En su intervención, el presidente leyó un reporte que le envió el ministro de Salud, Guillermo Alfonso Jaramillo, en el que relata que, en diciembre de 2025, la familia pidió a la EPS que cubriera su salud durante cuatro meses en el departamento de Santander. El niño había recibido su medicamento el día 14. Sin embargo, regresaron en enero, antes del plazo, y por eso no recibió la dosis de ese mes. “Hay que determinar la responsabilidad individual, tenía que haber recibido una dosis el 14 de enero”, comentó Petro. El reporte sigue con la versión del interventor de la Nueva EPS, que indicó que el fármaco se le suministraría el 9 de febrero. Kevin sufrió el accidente el día antes, y su estado se empezó a deteriorar. Fue entonces cuando los médicos informaron a la madre de la necesidad de hacerle la cirugía riesgosa, que ella rechazó. Luego ocurrieron el traslado a Bogotá y el fallecimiento.
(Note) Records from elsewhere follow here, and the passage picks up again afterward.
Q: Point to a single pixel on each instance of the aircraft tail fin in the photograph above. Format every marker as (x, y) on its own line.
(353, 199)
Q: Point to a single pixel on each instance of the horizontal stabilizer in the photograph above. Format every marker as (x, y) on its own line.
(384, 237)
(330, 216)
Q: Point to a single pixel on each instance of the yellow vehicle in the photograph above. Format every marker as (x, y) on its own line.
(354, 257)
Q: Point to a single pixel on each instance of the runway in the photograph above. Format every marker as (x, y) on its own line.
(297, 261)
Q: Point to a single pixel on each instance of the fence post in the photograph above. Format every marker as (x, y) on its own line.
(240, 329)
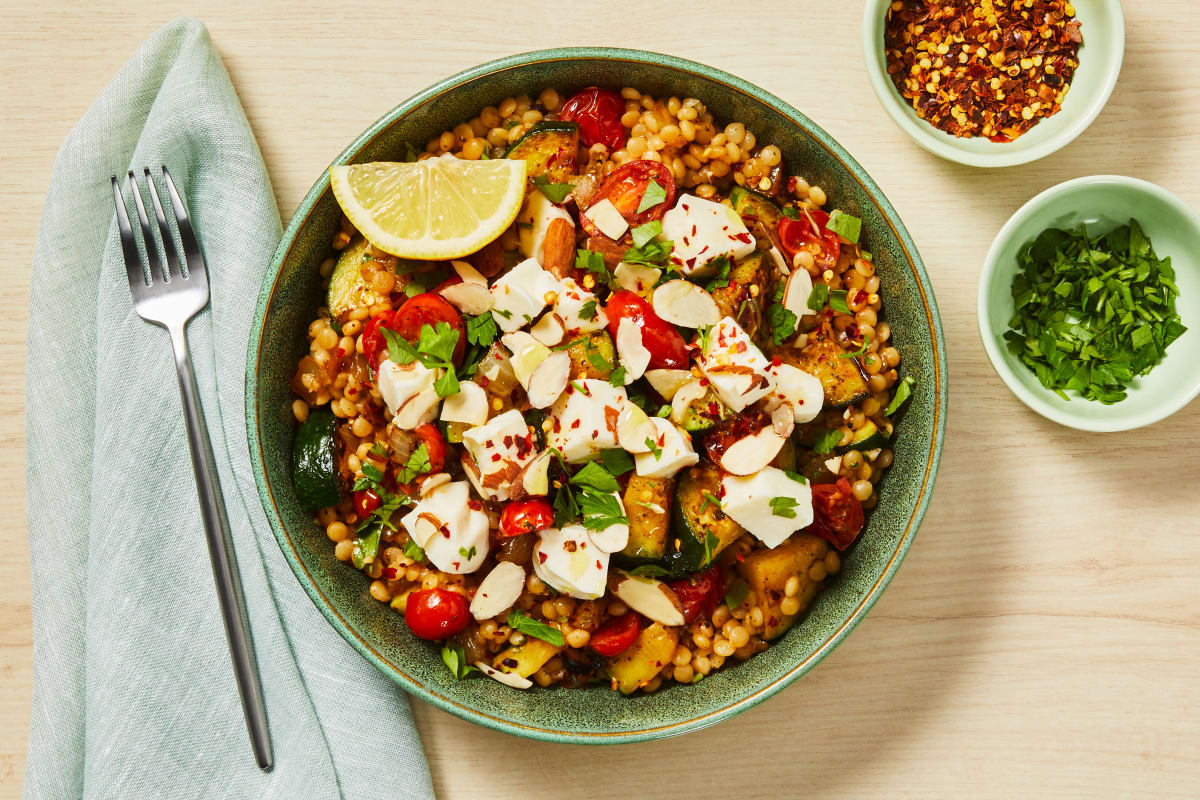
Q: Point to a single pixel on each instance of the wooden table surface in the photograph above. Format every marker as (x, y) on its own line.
(1043, 636)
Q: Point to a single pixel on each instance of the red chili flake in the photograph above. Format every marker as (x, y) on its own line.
(983, 67)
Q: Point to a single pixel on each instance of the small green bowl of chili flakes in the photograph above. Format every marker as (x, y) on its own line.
(993, 83)
(1107, 272)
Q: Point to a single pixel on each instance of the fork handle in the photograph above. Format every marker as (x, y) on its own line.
(225, 567)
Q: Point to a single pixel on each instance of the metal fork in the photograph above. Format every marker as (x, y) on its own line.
(169, 300)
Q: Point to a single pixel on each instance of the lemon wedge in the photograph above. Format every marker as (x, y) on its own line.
(435, 209)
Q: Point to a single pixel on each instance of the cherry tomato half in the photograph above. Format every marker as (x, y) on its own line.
(613, 637)
(660, 337)
(598, 113)
(365, 501)
(436, 613)
(375, 347)
(701, 593)
(526, 517)
(435, 445)
(799, 234)
(838, 515)
(427, 308)
(624, 188)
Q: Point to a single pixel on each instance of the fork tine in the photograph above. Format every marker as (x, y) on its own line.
(156, 266)
(129, 245)
(168, 244)
(186, 234)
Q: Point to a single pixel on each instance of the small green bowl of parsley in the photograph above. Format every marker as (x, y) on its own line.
(1090, 304)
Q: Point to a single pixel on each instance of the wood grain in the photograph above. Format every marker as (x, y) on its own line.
(1043, 636)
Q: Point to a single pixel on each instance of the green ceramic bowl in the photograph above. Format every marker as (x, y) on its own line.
(292, 293)
(1102, 203)
(1099, 62)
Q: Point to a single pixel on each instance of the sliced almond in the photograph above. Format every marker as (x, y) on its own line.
(550, 330)
(636, 277)
(549, 379)
(418, 409)
(498, 590)
(534, 477)
(684, 304)
(468, 405)
(783, 420)
(649, 597)
(750, 453)
(467, 272)
(527, 354)
(667, 382)
(507, 678)
(469, 298)
(634, 429)
(634, 355)
(684, 397)
(558, 247)
(796, 293)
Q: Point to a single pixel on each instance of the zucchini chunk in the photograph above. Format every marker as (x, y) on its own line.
(840, 374)
(549, 149)
(313, 462)
(643, 660)
(737, 300)
(697, 515)
(648, 505)
(768, 571)
(869, 437)
(347, 287)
Tras leer el reporte, el presidente agregó: “Esto lo que significa es que, uno, no mentimos anoche, no estamos tapando algo con otra cosa. […]. Y dos, que aún hay que investigar más si se establece una responsabilidad ajena a la familia, sobre todo en el traslado de Santander a Huila, y la pausa en la que no recibe la dosis que tenía que recibir el 14 de enero”. El día anterior, el presidente había descargado la responsabilidad en la familia: “Si a un niño hemofílico no se le deja subir a la bicicleta, tiene menos riesgos”, dijo. En sentido similar se expresó el ministro de Salud: “Los niños que sufren hemofilia tienen que estar restringidos en muchas de las actividades que pueden generarles un trauma violento”.
La Nueva EPS también se refirió al asunto en un documento en que dice que, pese a que el 27 de enero estaba programada la aplicación de la dosis al niño en Bucaramanga (la capital de Santander), el 28 de ese mismo mes la madre se acercó a la oficina de la EPS en Pitalito para registrarlo de nuevo como su municipio de residencia. Katherine Pico desmiente esa versión: “Es una gran mentira. A mí me llamaron y me dijeron que Medicarte [el centro en que Kevin recibía el medicamento] a partir del 1 de enero quedaba sin contrato con la Nueva EPS. O sea, que para enero no tenía medicamentos ni citas”, aseguró en Noticias Caracol. Añadió, además, que cuando el niño estaba hospitalizado, pidió un traslado urgente a Bogotá, para que pudiera tener una mejor atención, pero que le dijeron que la EPS no lo había autorizado.
El caso de la muerte de Kevin Acosta se ha convertido en una trágica constatación de la crisis en el sistema de salud en Colombia. El Gobierno de Gustavo Petro, que ha intentado desde el comienzo de su mandato reformarlo, optó desde 2024 por intervenir las EPS más grandes del país. Esas intervenciones, no obstante, no han llevado a una mejoría en la prestación de los servicios. En el caso de Nueva EPS, de hecho, son cada vez más habituales las largas filas, los reclamos y las demoras de semanas y meses para que los pacientes reciban los medicamentos que necesitan para mantener su salud. El fallecimiento del niño es el rostro más trágico de los problemas del sistema sanitario en Colombia.